In 1757 when Nano’s uncle Joseph died she was left money from her uncle’s will. This money she channels into her schools. At this point Nano realizes that her work will have no possibility of flourishing or taking on a life of its own without the help of dedicated and like-minded people. At a time of huge oppression Nano was inspired to invite the Ursultine Sisters to come from France to set up a foundation in Cork city. This reality flew in the face of authorities but somehow she managed to avoid confrontation.
A friend who normally gave her every support was opposed to her setting up her own order. Fr. Frances Moylan threatened her with his authority but Nano’s conviction was strong. “If you force me to leave this spot, Father” she told him with the same quiet respect she always showed him, “then I shall go, of course, but not to the other end of Cork.
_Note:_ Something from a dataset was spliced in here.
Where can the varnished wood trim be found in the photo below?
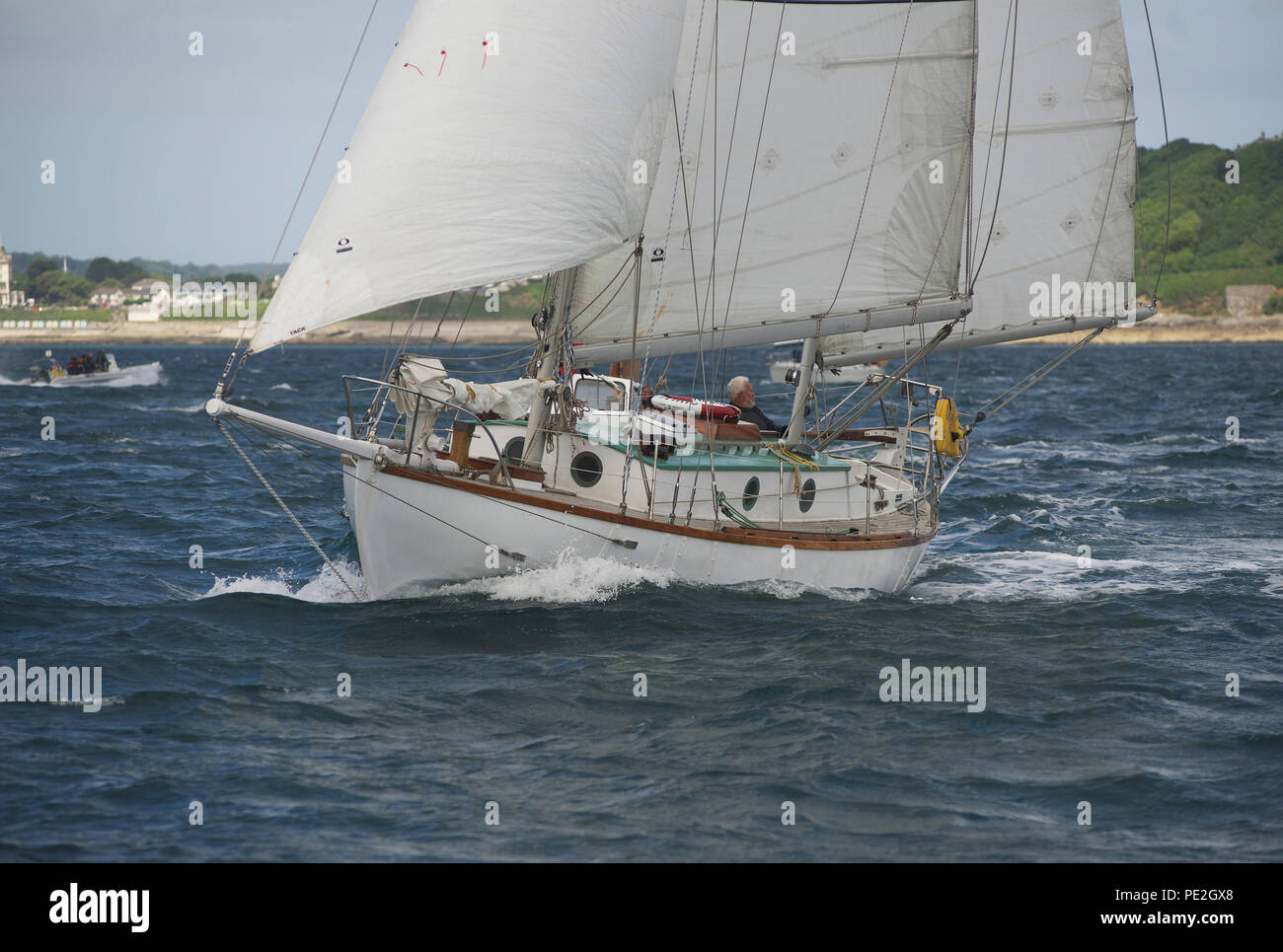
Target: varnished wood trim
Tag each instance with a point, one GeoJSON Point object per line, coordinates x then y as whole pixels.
{"type": "Point", "coordinates": [731, 534]}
I will go to some city where I will meet no oppression and more encouragement in working with the poor.” Fr. Moylan withdrew his opposition, and on Christmas Eve 1775, Nano Nagle, Mary Ann Collins, Elizabeth Burke and Mary Fouhy dedicated themselves to the glory of God and became the first Sisters of the Charitable Instruction of the Sacred Heart of Jesus.
And how can we explain Nano Nagle’s enduring influence? She was a champion of the poor, of the right to education for all and of religious freedom. She was a pathfinder and model for many other Irish religious congregations. She was a woman who in her simplicity, dared greatly and fearlessly. She has left a legacy, which lives, into the future; she is a ghost of the past whose voice echoes now in our memories with a love that will last.